Ruhig, grün, eigener Garten, aber trotzdem in der Stadt − so eine Wohnsituation wünschen sich viele Menschen. In Zeiten aber, in denen Wohnraum in Großstädten grundsätzlich eine Mangelware darstellt, bleibt das für die allermeisten ein Traum. Insbesondere für diejenigen, die nicht zu den Besserverdienenden gehören.
In Köln-Zollstock haben Bürger:innen ein Konzept für ein soziales und integratives Wohnbauprojekt entwickelt, das genau in diese Lücke stoßen will: „Wir wollen zeigen, dass auch arme Menschen in einer vernünftigen Wohnung leben können, in der kein giftiger Müll verbaut wurde“, sagt Ralf Leppin. Er ist Vorstandsmitglied der Genossenschaft, die die Initiative gestartet hat. Ihr Vorhaben: 100 % sozialer Wohnungsbau mit insgesamt 103 Wohnungen, darunter auch eine inklusive WG und eine auf 50 Jahre festgesetzte Mietpreisbindung. Das Projekt soll die bestehende historische Siedlung in Zollstock, einst abwertend „Indianersiedlung“ getauft, erweitern. Die brachliegende, direkt an die Indianersiedlung angrenzende Fläche, um die es jetzt geht, wurde von der Stadt lange Zeit als ein potenzielles Erweiterungsgebiet für den Südfriedhof geführt. „Wir haben das immer genutzt, da ist eine große Koppel, die so etwas wie unser Marktplatz ist“, erzählt Leppin. 2008 trat dann eine rechtliche Änderung in Kraft: Die Stadt wies Teile des Grundstücks als Wohnbaufläche aus; „in dem Dokument stand auch drin, dass unserer Siedlung damit die Möglichkeit gegeben werden soll, sich zu vergrößern. Uns war klar, da müssen wir jetzt sofort ran!“, so Leppin. Da nicht alle Mitglieder aus der alten Siedlergenossenschaft mitmachen wollten, wurde eine neue Genossenschaft gegründet, die dann Kaufverhandlungen mit der Stadt aufnahm.

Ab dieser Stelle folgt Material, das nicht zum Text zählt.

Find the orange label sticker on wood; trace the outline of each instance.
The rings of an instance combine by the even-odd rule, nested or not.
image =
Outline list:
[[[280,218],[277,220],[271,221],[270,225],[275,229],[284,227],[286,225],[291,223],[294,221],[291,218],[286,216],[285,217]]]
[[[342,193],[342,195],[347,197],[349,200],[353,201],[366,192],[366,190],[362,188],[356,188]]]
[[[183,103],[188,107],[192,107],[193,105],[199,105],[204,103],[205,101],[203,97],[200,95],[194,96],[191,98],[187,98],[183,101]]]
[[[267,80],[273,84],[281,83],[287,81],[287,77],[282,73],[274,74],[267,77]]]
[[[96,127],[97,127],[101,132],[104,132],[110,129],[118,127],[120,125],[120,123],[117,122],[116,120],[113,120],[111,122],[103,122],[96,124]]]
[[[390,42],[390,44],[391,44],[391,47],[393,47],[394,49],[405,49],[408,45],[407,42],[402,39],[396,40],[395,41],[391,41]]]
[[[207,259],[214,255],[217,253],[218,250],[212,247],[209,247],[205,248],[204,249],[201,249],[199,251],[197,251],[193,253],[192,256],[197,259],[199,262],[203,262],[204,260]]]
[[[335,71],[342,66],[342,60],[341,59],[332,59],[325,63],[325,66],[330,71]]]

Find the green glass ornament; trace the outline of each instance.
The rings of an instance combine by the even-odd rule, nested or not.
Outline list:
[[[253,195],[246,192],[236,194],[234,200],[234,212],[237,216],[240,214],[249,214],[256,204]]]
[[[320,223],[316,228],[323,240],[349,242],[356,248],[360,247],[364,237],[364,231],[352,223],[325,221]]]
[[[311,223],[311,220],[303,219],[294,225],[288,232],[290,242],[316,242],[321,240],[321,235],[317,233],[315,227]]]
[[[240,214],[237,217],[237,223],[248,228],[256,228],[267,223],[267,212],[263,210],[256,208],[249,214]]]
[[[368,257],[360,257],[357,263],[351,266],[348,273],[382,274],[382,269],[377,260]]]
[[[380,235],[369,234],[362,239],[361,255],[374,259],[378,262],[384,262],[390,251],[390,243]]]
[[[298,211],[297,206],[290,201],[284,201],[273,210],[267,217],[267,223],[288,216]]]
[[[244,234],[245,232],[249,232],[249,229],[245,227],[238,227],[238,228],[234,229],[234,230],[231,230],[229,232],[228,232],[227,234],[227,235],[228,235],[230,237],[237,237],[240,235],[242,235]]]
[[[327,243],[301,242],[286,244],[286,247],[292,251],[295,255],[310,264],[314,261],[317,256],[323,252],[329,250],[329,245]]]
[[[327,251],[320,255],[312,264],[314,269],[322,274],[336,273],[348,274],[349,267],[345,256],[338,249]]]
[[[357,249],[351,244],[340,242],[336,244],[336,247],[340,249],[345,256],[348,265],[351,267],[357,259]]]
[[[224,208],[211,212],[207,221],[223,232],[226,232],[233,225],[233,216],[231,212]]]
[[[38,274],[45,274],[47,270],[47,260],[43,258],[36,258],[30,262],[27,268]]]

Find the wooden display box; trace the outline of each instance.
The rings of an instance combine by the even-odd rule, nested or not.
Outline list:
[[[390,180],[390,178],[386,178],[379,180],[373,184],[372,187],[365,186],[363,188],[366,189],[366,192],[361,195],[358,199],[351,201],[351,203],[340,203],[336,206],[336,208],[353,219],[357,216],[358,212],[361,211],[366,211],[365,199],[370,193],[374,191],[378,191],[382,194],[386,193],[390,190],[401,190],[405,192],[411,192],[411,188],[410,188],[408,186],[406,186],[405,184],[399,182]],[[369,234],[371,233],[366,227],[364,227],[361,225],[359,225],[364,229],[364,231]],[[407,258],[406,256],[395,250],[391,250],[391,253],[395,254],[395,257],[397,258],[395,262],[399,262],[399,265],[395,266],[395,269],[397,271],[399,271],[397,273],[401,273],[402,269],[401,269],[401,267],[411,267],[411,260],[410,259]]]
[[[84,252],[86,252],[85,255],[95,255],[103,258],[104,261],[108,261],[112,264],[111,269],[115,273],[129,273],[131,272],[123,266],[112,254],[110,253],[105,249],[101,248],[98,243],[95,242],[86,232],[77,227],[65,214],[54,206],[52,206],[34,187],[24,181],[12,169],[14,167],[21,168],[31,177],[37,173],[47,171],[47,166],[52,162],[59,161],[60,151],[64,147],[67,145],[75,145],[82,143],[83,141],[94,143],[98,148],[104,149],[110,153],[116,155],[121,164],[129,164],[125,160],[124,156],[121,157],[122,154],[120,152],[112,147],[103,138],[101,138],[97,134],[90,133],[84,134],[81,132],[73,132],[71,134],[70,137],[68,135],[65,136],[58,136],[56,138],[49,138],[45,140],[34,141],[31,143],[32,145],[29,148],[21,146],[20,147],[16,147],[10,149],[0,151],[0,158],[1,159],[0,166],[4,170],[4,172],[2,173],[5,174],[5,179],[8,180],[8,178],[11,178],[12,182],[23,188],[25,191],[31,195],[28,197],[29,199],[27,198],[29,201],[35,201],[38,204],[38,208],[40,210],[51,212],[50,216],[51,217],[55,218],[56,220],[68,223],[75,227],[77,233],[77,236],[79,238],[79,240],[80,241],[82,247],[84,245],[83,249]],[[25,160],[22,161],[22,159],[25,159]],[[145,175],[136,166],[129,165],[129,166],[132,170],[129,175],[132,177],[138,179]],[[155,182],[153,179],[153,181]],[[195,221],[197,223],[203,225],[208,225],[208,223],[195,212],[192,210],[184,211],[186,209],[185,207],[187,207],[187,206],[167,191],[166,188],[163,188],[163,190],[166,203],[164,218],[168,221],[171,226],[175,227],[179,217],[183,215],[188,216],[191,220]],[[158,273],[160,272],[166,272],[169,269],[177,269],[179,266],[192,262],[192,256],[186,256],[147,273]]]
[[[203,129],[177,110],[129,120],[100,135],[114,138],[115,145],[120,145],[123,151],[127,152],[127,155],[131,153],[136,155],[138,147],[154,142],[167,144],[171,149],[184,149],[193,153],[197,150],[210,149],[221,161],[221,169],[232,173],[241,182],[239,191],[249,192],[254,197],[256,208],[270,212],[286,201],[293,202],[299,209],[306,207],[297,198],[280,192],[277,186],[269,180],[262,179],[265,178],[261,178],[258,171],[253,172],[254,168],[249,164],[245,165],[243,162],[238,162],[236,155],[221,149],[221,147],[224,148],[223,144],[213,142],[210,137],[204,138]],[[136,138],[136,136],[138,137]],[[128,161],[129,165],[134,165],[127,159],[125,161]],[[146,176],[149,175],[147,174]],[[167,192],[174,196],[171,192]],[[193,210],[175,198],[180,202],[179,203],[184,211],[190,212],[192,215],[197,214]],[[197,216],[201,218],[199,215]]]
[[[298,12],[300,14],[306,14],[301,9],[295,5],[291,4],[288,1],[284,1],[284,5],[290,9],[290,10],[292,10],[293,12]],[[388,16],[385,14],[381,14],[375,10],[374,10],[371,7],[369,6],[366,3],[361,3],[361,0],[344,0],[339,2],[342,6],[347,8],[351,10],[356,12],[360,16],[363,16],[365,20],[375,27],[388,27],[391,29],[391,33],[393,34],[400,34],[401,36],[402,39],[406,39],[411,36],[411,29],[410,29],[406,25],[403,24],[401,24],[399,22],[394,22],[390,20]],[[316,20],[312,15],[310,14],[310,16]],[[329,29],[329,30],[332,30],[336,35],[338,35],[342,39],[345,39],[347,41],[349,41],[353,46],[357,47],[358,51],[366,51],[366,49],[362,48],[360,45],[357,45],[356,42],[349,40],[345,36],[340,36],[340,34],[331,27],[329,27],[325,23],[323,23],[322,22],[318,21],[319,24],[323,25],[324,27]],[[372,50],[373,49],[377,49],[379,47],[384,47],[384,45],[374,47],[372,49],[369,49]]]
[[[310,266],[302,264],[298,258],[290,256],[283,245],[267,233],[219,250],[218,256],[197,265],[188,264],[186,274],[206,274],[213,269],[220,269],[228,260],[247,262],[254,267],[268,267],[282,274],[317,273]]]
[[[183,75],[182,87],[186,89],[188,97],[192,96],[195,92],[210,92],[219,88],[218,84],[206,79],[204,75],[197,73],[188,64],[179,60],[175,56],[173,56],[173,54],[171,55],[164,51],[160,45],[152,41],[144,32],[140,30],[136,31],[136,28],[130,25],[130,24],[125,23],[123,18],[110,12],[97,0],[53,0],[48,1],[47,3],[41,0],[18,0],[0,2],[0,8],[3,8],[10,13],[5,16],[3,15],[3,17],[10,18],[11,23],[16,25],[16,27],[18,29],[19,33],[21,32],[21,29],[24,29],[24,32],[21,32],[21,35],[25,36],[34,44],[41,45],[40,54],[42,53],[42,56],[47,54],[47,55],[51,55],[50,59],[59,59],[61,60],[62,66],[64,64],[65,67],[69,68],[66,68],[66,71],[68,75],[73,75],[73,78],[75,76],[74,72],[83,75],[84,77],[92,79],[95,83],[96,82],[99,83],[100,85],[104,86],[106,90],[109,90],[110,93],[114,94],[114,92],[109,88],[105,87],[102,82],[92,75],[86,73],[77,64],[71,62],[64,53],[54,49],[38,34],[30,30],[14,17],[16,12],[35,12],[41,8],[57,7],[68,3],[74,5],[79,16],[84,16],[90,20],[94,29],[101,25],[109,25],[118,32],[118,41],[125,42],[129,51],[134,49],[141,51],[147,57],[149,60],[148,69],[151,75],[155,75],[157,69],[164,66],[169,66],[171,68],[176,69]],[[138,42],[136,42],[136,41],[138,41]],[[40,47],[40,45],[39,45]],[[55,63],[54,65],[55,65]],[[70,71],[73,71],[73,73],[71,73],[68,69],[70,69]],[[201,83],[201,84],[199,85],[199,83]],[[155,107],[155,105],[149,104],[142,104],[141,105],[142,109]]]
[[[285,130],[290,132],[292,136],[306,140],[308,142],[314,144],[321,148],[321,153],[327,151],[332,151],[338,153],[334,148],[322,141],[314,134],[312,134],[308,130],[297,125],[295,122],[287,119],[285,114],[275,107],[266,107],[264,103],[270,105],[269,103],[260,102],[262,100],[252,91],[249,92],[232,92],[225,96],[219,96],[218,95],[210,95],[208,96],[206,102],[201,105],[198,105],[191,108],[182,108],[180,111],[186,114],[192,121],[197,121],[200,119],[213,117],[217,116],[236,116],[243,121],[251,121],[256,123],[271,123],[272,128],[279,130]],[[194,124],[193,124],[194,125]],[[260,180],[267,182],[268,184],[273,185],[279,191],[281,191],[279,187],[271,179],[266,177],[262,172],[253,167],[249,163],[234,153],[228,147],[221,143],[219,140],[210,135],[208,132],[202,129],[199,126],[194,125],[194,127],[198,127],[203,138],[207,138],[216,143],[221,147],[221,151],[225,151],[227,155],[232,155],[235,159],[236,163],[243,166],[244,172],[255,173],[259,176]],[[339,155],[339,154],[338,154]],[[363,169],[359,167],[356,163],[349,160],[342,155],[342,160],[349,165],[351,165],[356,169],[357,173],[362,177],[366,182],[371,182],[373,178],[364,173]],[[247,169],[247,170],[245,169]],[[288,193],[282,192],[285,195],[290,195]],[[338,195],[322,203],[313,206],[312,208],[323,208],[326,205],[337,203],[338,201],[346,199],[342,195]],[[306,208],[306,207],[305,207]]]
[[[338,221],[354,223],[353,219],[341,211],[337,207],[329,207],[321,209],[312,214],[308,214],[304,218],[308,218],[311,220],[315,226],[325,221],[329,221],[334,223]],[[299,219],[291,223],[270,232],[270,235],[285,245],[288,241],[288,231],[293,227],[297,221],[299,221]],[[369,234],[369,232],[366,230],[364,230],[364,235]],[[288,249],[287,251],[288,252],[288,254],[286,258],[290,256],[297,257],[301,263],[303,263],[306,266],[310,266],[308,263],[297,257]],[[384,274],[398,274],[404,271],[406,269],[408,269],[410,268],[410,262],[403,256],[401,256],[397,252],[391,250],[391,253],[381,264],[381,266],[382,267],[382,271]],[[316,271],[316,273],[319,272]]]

Allerdings zeigte sich schnell, dass die Interessenlagen komplizierter waren als gedacht. Das Liegenschaftsamt wollte lieber einen Wettbewerb zum Verkauf des Grundstücks ausschreiben. „Das war ein totaler Schock für uns, weil es fraglich war, ob unser Sozialprojekt da eine reale Chance haben würde“, so Leppin. Der Weg zum Erfolg lag schließlich in der politischen Mobilisierung: „Bei den politischen Parteien haben wir mit unserem Konzept offene Türen eingerannt“. Ein solches, aus der Bürgerschaft heraus geborenes Sozialprojekt dem Profit zu opfern, das wollte in der Politik keiner: 2017 stellten sich in einem einstimmigen Ratsbeschluss alle politischen Parteien hinter das Vorhaben.
Die vergangenen drei Jahre lief das sogenannte Vollverfahren, um die baurechtlichen Voraussetzungen zu klären. Im Rahmen dessen musste die Genossenschaft eine Vielzahl an Gutachten beauftragen, um die Förderfähigkeit des Projekts abzusichern. Jeder einzelne Baum wurde kartiert, ein Mobilitätskonzept entwickelt, der Bau einer Kita zugesichert und vieles mehr.
Im Besitz all dieser Unterlagen folgte der vermeintlich letzte Schritt, die Ermittlung des Verkehrswerts. Der Gutachter ermittelte einen Wert von etwas weniger als 4,5 Millionen Euro. Allerdings folgte prompt eine mehr als doppelt so hohe Forderung des Liegenschaftsamts von 9,8 Millionen Euro − ein für die Genossenschaft nicht finanzierbarer Preis.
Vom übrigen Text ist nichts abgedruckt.